I sometimes wonder if my dad is midly AS. Milder then the OP's mom though.


----------



## lisathinks (Mar 13, 2012)

Sparkationsgirl, i cried when i read your post, as i have never thought (before today) to do a search for "i think my mom has asperger's", but when i read what you wrote, i felt for the FIRST time in my life that i was reading about my own mother. She simply doesn't get emotional, read others' emotions or cues, or ever change (despite BEGGING in some cases). I am now in my 40s but still struggle with how to deal with my hostility over her seeming lack of care for my needs..............ever. It was very hard to grow up with this type of mother, especially when i saw my friends' mothers reacting frequently to their daughters' needs. It does help to know it's a disorder that she cannot help. But it's still maddening. I feel for you very much!! If you ever want to chat, feel free. I am new to this site.

Thanks,
Lisa


----------



## DerekF (Apr 3, 2012)

Hi lisathinks. I've also been recently considering whether my mother is AS. I have a lot of the same issues as you and sparkationgirl, which include general frustration and anger with my mother about the lack of emotional and social responsiveness, but mostly just a lot of sadness around who my mother is and what our relationship was. 

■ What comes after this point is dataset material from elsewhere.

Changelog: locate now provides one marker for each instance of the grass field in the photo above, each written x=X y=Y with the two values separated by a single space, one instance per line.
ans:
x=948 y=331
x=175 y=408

I've also been in therapy for about three years and it took a year of that just for me to kind of clear out enough crap so I could see my mother more clearly(so you're way ahead of me there, you got there without professional help  I've also started to get some clarity around how my relationship with my, likely, AS mom affected my relationship with others - with my wife, former girlfriends, myself, etc. My experience of it is that it's a pretty deep wound, and there's a lot of healing to be done. 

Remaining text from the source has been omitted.